During the pandemic, TAKEheart continued to support the national drive to increase cardiac rehab participation from 22 percent to 70 percent by 2022. As hospitals reduced or temporarily closed rehab programs, TAKEheart redesigned its training activities. Through virtual peer-learning sessions, TAKEheart supported modifications of hospitals’ rehab services and their innovative efforts to combine traditional rehab with phone and electronic outreach to patients in their homes via telehealth.
In these learning sessions, TAKEheart shared strategies for supporting rehab patients between onsite visits; coping with staffing challenges; providing materials for remote patient support and education; and ensuring patient safety during in-person operations. These sessions sustained hospital engagement and helped them prepare to restart implementing practices to boost rehab referral, enrollment, and equity.
AHRQ’s EvidenceNOW: Advancing Heart Health in Primary Care Initiative, meanwhile, has helped more than 1,500 small- and medium-sized primary care practices across the U.S. improve the heart health of millions of Americans. Through improved use of evidence-based interventions, primary care practices increased their quality improvement capacity and reduced cardiovascular risk among their patients.
Compared to other practices, participating practices increased smoking screening and cessation counseling by about 11 percent; improved prescribing aspirin for eligible patients by almost 7 percent; increased cholesterol management by more than 6 percent; and increased blood pressure control by nearly 3 percent. While the improvement in blood pressure control appears small, it was accomplished during a period when national rates of control worsened.
This month, the AHRQ EvidenceNOW team begins a new initiative building on lessons learned and focused on improving heart health in communities with the greatest need. Grantees will work in States with the highest burden of heart attacks and stroke to build new, sustainable, multi-organizational partnerships—which will include public health organizations—to expand capacity to disseminate and implement patient-centered outcomes research findings into primary care practices.
Understanding what is known about advancing heart health is the work of AHRQ’s Evidence-based Practice Centers (EPC) Program.
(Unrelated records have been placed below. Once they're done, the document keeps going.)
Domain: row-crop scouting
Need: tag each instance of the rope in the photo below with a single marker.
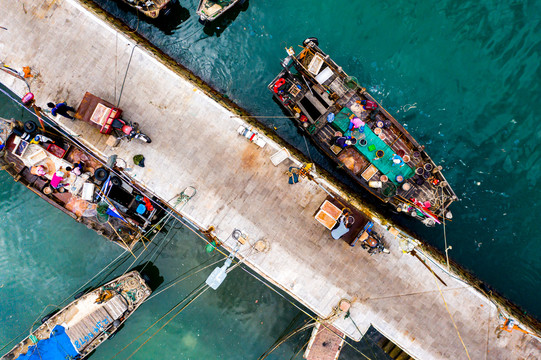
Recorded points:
(126, 74)
(304, 311)
(168, 321)
(276, 345)
(445, 232)
(199, 288)
(184, 278)
(451, 316)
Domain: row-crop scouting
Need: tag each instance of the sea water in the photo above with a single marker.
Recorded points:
(464, 79)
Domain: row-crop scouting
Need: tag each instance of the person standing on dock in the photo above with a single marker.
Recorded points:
(61, 109)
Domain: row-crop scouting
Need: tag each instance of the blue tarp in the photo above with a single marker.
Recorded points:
(57, 347)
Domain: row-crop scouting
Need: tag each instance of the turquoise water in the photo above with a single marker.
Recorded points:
(46, 257)
(464, 77)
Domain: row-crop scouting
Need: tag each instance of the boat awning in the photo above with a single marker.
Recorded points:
(57, 347)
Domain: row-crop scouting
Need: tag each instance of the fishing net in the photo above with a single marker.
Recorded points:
(389, 190)
(102, 215)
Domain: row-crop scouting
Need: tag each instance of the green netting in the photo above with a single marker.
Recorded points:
(389, 190)
(385, 164)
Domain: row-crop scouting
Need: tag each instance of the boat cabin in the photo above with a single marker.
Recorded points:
(352, 128)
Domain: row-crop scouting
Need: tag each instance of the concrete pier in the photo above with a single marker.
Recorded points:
(196, 143)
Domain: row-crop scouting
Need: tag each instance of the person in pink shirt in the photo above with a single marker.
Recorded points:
(57, 179)
(356, 123)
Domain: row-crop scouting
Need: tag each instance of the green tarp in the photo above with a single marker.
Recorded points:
(385, 164)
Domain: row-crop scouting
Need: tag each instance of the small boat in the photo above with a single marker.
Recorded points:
(79, 328)
(210, 10)
(151, 8)
(63, 172)
(367, 142)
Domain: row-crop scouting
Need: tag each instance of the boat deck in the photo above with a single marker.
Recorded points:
(239, 187)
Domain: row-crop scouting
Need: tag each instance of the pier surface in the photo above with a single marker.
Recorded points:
(195, 143)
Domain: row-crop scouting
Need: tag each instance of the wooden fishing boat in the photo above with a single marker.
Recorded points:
(98, 195)
(210, 10)
(151, 8)
(380, 155)
(79, 328)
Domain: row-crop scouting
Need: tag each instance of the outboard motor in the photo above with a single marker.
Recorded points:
(310, 40)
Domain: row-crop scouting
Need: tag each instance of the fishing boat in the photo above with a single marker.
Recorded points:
(151, 8)
(354, 130)
(210, 10)
(79, 328)
(93, 191)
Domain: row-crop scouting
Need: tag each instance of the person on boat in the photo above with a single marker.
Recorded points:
(344, 141)
(77, 169)
(369, 104)
(61, 109)
(356, 123)
(58, 178)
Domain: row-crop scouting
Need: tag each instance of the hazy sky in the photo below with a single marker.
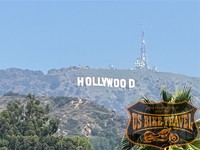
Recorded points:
(42, 35)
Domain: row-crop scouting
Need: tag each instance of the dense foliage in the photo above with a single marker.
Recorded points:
(28, 127)
(178, 96)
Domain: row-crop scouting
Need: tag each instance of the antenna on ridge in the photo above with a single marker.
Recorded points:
(142, 62)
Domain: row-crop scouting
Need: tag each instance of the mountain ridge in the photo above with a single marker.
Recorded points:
(63, 82)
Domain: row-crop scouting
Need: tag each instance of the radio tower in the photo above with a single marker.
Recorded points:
(142, 62)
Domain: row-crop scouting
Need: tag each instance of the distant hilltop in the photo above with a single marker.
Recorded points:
(63, 82)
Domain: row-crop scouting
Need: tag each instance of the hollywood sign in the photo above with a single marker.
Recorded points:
(106, 82)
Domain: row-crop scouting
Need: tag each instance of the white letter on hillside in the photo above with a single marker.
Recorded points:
(88, 81)
(131, 83)
(123, 83)
(80, 81)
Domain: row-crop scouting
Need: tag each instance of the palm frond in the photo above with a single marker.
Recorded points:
(182, 95)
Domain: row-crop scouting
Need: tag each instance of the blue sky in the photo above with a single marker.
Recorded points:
(42, 35)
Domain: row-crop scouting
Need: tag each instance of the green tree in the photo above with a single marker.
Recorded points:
(178, 96)
(29, 127)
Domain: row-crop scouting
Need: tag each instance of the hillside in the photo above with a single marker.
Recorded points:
(77, 116)
(63, 82)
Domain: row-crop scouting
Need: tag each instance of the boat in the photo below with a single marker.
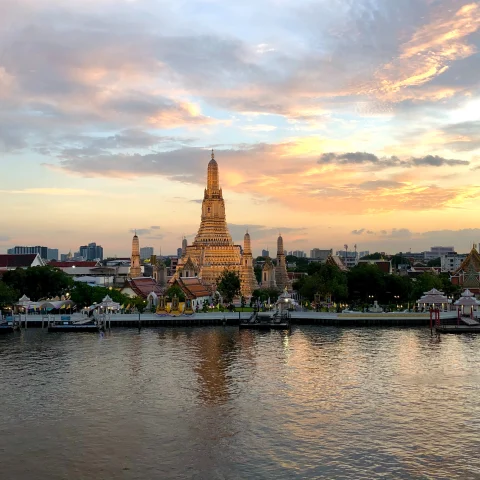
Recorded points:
(66, 324)
(9, 325)
(266, 321)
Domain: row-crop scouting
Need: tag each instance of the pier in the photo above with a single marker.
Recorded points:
(235, 318)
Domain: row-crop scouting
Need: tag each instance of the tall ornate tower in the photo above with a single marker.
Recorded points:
(268, 274)
(281, 275)
(213, 226)
(212, 250)
(135, 270)
(247, 274)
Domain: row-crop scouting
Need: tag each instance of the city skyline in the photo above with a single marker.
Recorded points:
(332, 123)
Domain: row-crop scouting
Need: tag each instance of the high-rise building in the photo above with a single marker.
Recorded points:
(437, 252)
(319, 254)
(90, 252)
(146, 252)
(297, 253)
(52, 254)
(42, 251)
(350, 259)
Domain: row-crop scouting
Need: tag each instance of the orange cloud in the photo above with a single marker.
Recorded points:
(428, 54)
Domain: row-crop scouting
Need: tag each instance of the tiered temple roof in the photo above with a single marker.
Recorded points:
(468, 274)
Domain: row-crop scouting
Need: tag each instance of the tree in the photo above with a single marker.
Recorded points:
(325, 280)
(139, 304)
(366, 283)
(228, 284)
(39, 282)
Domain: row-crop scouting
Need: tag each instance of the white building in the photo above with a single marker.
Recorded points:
(451, 261)
(320, 254)
(437, 252)
(146, 252)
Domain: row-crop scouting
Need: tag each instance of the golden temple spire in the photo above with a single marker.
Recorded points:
(213, 184)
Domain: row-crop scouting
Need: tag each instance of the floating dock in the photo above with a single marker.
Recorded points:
(234, 319)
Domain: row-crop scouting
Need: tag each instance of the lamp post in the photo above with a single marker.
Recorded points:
(396, 297)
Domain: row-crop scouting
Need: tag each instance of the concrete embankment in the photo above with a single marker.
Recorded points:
(233, 319)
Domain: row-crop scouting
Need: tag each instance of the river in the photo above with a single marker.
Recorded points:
(219, 403)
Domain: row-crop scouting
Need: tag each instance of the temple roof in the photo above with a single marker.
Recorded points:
(472, 259)
(143, 286)
(192, 287)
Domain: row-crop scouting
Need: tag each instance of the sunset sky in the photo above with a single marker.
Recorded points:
(332, 121)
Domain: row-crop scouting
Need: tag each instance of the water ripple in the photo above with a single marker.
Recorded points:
(216, 403)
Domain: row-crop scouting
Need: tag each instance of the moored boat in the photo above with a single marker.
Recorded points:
(266, 321)
(66, 324)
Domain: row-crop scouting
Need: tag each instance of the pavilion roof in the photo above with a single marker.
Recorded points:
(433, 296)
(143, 286)
(193, 287)
(472, 258)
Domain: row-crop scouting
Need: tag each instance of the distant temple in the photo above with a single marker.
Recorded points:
(468, 274)
(276, 276)
(213, 250)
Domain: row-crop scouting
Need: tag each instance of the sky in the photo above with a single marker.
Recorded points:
(333, 122)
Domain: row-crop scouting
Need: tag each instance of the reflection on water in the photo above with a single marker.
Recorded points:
(222, 403)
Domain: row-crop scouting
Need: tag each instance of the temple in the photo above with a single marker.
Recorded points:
(135, 269)
(276, 276)
(468, 274)
(213, 250)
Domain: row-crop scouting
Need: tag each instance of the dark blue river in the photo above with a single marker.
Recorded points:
(216, 403)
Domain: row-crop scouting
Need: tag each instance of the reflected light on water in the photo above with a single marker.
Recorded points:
(222, 403)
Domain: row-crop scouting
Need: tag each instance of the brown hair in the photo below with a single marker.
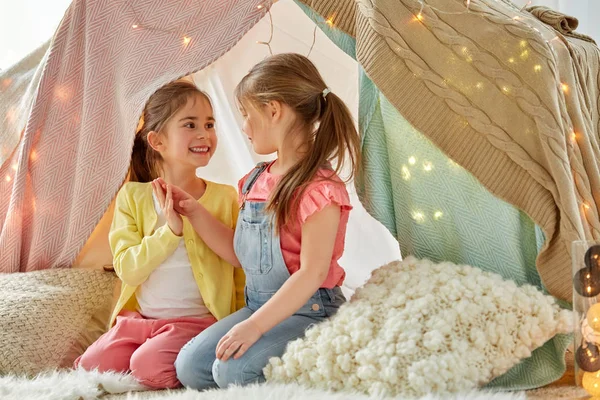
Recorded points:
(294, 80)
(160, 108)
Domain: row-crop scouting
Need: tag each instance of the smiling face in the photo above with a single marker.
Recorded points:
(189, 137)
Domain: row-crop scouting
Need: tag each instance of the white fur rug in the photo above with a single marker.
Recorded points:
(79, 384)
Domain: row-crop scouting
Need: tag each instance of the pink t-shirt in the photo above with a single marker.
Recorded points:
(317, 196)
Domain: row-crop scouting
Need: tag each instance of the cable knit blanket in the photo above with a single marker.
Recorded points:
(503, 94)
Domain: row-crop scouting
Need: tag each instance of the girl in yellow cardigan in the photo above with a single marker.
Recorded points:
(178, 274)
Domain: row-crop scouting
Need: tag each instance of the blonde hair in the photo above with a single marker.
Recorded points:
(160, 108)
(293, 79)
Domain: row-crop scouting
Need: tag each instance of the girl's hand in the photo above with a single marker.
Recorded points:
(238, 340)
(165, 199)
(183, 202)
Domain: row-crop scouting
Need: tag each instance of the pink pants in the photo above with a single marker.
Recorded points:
(146, 347)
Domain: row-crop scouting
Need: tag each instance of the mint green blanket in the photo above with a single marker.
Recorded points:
(437, 210)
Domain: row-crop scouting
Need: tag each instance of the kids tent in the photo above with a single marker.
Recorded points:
(479, 125)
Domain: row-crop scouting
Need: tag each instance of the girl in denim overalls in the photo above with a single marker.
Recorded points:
(292, 223)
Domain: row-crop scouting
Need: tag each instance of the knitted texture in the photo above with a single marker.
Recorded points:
(49, 317)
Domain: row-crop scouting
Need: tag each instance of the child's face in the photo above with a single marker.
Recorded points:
(190, 134)
(257, 126)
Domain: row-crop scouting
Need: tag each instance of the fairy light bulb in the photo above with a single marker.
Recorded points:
(593, 317)
(587, 282)
(588, 357)
(591, 383)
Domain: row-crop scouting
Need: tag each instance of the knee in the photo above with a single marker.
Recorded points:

The EPC Program has synthesized evidence on prevention and management of cardiovascular disease into actionable findings. Among topics explored in EPC evidence reviews: achieving health equity in preventive services; the effects of dietary sodium and potassium intake on chronic disease; and stroke prevention in atrial fibrillation.
AHRQ is committed to both advancing heart health and reducing health inequities by supporting the uptake of evidence in practice to improve quality and outcomes of care for all. Our implementation initiatives are teaching us how to effectively transform care to achieve these goals. Working together we can make a difference.